Das allgemeine Problem, das während des Prozesses von der Verteidigung zum ersten Mal überhaupt angesprochen wurde, ist letztlich genauso ernst. Alle bisher gefällten Urteile gegen die Mauerschützen und ihre Vorgesetzten beruhen auf der sogenannten Radbruchschen Formel. (Diese besagt: Wenn der Widerspruch des geschriebenen Gesetzes zur Gerechtigkeit unerträglich groß sei, wie etwa bei der Verletzung von Menschenrechten, habe das Gesetz der Gerechtigkeit zu weichen. Anmerk. der Red.) Mit dieser Formel umgehen die bundesdeutschen Richter das Recht der DDR, nach dem sie eigentlich – wie im Einigungsvertrag vereinbart – urteilen müßten.

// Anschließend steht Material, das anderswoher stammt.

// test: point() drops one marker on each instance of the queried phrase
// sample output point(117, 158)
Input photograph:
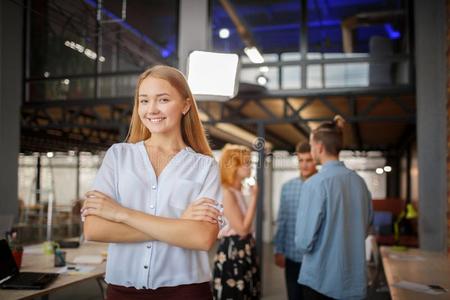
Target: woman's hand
point(101, 205)
point(202, 210)
point(254, 191)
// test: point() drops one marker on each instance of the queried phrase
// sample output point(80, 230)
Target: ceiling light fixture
point(224, 33)
point(254, 55)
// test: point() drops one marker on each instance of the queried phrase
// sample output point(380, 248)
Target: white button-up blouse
point(127, 175)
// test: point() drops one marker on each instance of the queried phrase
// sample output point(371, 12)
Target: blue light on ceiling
point(392, 33)
point(165, 52)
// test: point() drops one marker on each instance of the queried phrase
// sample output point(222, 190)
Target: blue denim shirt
point(334, 213)
point(287, 215)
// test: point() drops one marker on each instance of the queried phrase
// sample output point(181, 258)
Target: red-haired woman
point(236, 270)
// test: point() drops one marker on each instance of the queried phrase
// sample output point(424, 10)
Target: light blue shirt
point(127, 175)
point(287, 215)
point(333, 217)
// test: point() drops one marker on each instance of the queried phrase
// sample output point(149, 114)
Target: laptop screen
point(7, 263)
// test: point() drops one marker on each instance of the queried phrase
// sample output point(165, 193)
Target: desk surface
point(35, 261)
point(416, 266)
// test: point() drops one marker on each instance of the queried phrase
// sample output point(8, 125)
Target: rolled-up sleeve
point(310, 215)
point(212, 188)
point(280, 235)
point(106, 179)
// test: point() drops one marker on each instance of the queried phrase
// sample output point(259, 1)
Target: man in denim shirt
point(334, 214)
point(286, 255)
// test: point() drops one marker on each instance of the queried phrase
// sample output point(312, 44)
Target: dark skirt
point(236, 269)
point(196, 291)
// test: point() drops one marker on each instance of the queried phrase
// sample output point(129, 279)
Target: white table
point(34, 260)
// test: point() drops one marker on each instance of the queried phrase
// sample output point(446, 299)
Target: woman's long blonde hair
point(192, 129)
point(232, 157)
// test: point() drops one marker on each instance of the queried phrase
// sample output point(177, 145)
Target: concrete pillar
point(431, 76)
point(11, 73)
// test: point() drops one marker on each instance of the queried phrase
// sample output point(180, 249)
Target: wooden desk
point(35, 261)
point(423, 267)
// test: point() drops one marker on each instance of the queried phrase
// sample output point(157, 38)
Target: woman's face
point(244, 170)
point(160, 106)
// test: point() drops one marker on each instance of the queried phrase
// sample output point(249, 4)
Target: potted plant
point(16, 248)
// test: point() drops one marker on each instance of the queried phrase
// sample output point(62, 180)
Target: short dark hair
point(303, 147)
point(330, 134)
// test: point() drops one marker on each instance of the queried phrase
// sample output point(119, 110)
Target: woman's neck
point(237, 184)
point(166, 143)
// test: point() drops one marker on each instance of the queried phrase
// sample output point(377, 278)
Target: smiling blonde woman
point(153, 198)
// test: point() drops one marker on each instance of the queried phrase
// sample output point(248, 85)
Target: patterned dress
point(236, 267)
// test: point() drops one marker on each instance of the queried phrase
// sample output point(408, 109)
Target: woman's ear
point(187, 106)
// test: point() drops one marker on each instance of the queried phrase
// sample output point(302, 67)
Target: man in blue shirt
point(333, 217)
point(286, 255)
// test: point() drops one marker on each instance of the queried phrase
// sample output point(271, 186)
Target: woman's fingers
point(206, 213)
point(204, 201)
point(96, 194)
point(89, 212)
point(205, 207)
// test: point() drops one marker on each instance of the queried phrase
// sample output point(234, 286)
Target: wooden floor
point(273, 284)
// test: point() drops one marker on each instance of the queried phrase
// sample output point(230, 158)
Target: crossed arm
point(108, 221)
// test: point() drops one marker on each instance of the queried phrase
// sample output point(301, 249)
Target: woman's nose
point(152, 107)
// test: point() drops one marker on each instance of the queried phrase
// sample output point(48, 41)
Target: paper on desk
point(406, 257)
point(417, 287)
point(76, 269)
point(88, 259)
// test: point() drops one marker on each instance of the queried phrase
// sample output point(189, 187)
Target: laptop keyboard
point(27, 278)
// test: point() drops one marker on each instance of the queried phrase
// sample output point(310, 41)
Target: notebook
point(11, 278)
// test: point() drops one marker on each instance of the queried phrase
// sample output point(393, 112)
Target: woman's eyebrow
point(157, 95)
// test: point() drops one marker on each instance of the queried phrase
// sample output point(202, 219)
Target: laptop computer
point(11, 278)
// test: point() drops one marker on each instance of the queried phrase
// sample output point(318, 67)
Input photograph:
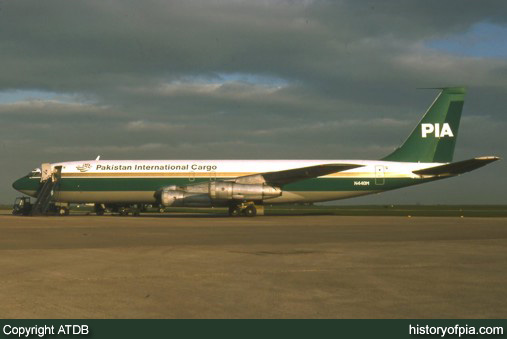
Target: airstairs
point(50, 180)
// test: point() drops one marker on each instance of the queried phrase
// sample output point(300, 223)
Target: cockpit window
point(35, 173)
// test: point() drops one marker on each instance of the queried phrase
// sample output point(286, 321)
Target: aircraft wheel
point(234, 211)
point(250, 211)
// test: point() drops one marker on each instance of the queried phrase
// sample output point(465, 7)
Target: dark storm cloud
point(237, 79)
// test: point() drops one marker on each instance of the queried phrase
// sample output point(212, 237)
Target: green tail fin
point(434, 137)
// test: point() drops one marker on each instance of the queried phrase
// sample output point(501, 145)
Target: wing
point(280, 178)
point(456, 168)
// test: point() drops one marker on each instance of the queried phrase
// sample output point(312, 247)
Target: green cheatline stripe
point(153, 184)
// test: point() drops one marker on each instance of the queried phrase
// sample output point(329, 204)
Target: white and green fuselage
point(425, 156)
point(127, 181)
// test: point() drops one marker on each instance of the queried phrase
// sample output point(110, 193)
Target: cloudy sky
point(250, 80)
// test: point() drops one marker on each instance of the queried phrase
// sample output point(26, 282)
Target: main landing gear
point(122, 210)
point(246, 210)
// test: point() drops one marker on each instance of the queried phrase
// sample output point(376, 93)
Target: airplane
point(244, 186)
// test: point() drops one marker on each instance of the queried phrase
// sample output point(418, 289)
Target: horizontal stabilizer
point(280, 178)
point(459, 167)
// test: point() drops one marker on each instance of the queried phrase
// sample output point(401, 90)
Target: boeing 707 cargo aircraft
point(244, 185)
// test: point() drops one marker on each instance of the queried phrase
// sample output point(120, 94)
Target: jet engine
point(216, 193)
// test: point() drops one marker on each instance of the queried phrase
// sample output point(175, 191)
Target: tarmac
point(202, 266)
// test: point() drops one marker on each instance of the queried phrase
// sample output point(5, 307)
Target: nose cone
point(17, 185)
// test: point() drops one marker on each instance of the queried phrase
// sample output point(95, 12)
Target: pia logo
point(435, 129)
point(84, 167)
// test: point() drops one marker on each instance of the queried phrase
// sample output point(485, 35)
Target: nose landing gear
point(248, 209)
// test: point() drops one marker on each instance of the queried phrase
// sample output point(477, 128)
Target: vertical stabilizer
point(434, 137)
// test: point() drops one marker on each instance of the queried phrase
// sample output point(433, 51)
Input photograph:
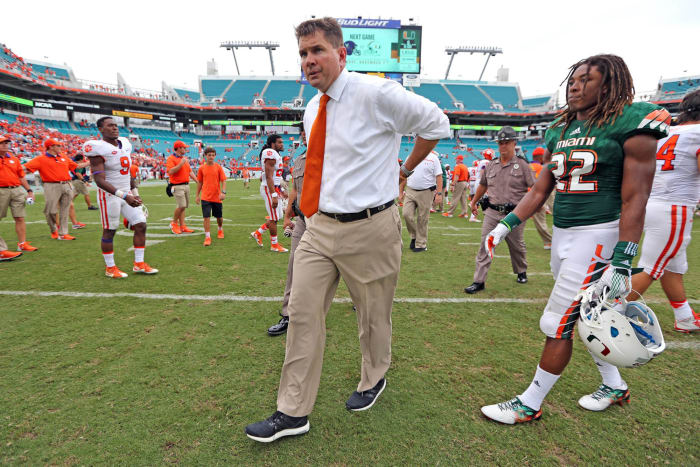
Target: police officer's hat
point(506, 133)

Die Radbruchsche Formel wird vor allem auf Paragraph 27 des Grenzgesetzes der DDR von 1982 angewandt, den Paragraphen also, der die Schüsse erlaubte. Diesen erkennt die bundesdeutsche Justiz nicht an. Also kann sie Anklage erheben, und dies hat das Bundesverfassungsgericht auch bestätigt.

Was freilich auch das Verfassungsgericht übersah, ist ein Gesetz des Bundestages, der 1952 der Europäischen Menschenrechtskonvention zustimmte – jedoch mit ausdrücklichem Vorbehalt der überwältigenden Mehrheit aller Mitglieder des Parlaments bei Enthaltung der Kommunisten.

In der Menschenrechtskonvention war nämlich die Radbruchsche Formel enthalten. Gegen sie sprach sich der Bundestag aus, weil man die Urteile der Nürnberger Kriegsverbrecherprozeße nicht anerkennen wollte. Man brauchte Generäle für die geplante Bundeswehr. Und diese Generäle wollten die Rehabilitierung ihrer alten Kameraden. Dieses Verbot der Radbruchschen Formel hat der Bundestag bis heute nicht aufgehoben. Er hätte es längst tun können.

Was lehrt uns dies? Auch mit dem Urteil von heute geht der Rechtsstaat über ein sehr dünnes Eis. Früher haben wir mit abenteuerlichen juristischen Konstruktionen die Nazis geschont. Jetzt gehen wir mit abenteuerlichen juristischen Konstruktionen gegen sogenannte Sozialisten vor.